Command Line Interface (CLI)
RSS Guard offers CLI. For overview of its features, run rssguard --help
in your terminal. You will see the overview of the interface.
Usage: rssguard [options] [url-1 ... url-n]
RSS Guard
Options:
-h, --help Displays overview of CLI.
-v, --version Displays version of the application.
-l, --log <log-file> Write application debug log to file. Note that
logging to file may slow application down.
-d, --data <user-data-folder> Use custom folder for user data and disable
single instance application mode.
-s, --no-single-instance Allow running of multiple application
instances.
-g, --no-debug-output Disable just "debug" output.
-n, --no-standard-output Completely disable stdout/stderr outputs.
-w, --lite Force lite variant of application.
-t, --style <style-name> Force some application style.

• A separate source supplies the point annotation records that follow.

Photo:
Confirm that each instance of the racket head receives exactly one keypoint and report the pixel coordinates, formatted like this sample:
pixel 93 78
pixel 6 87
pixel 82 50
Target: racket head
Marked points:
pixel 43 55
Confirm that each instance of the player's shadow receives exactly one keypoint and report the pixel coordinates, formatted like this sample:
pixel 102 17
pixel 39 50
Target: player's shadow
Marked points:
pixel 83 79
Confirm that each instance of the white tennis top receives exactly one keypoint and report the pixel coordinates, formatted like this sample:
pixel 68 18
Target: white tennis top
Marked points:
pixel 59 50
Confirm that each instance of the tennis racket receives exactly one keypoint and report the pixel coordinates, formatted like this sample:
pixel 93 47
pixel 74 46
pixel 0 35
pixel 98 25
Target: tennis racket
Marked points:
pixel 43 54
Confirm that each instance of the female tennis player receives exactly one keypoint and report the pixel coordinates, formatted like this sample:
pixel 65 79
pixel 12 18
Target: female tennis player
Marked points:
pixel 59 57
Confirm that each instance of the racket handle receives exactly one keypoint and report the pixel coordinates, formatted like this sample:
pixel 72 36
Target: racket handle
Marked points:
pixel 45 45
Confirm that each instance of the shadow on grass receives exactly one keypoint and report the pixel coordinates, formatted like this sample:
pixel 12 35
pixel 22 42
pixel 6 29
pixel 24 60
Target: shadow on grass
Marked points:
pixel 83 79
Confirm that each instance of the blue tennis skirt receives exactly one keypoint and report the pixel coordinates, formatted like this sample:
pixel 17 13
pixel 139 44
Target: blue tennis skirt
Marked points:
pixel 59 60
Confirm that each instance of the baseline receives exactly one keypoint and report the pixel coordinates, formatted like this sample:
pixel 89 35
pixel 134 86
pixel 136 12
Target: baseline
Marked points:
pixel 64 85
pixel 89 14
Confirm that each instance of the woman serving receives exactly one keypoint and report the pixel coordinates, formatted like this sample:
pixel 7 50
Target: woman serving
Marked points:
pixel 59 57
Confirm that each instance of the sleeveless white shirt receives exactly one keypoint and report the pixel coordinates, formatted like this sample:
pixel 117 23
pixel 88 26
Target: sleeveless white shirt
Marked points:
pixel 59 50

-p, --adblock-port <port> Use custom port for AdBlock server. It is
highly recommended to use values higher than
1024.
-u, --user-agent <user-agent> User custom User-Agent HTTP header for all
network requests.
--threads <count> Specify number of threads. Use --help to see
the maximum allowed number of threads.
Arguments:
urls List of URL addresses pointing to individual
online feeds which should be added.
You can add feeds to RSS Guard by passing URLs as the command line parameters too. Feed URI scheme is supported, so that you can call RSS Guard like this:
rssguard.exe "feed://archlinux.org/feeds/news"
rssguard.exe "feed:https//archlinux.org/feeds/news"
rssguard.exe "https://archlinux.org/feeds/news"
In order to easily add the feed directly from your web browser of choice, without copying and pasting the URL manually, you have to open RSS Guard with feed URL passed as an argument. There are browser extensions which will allow you to do it.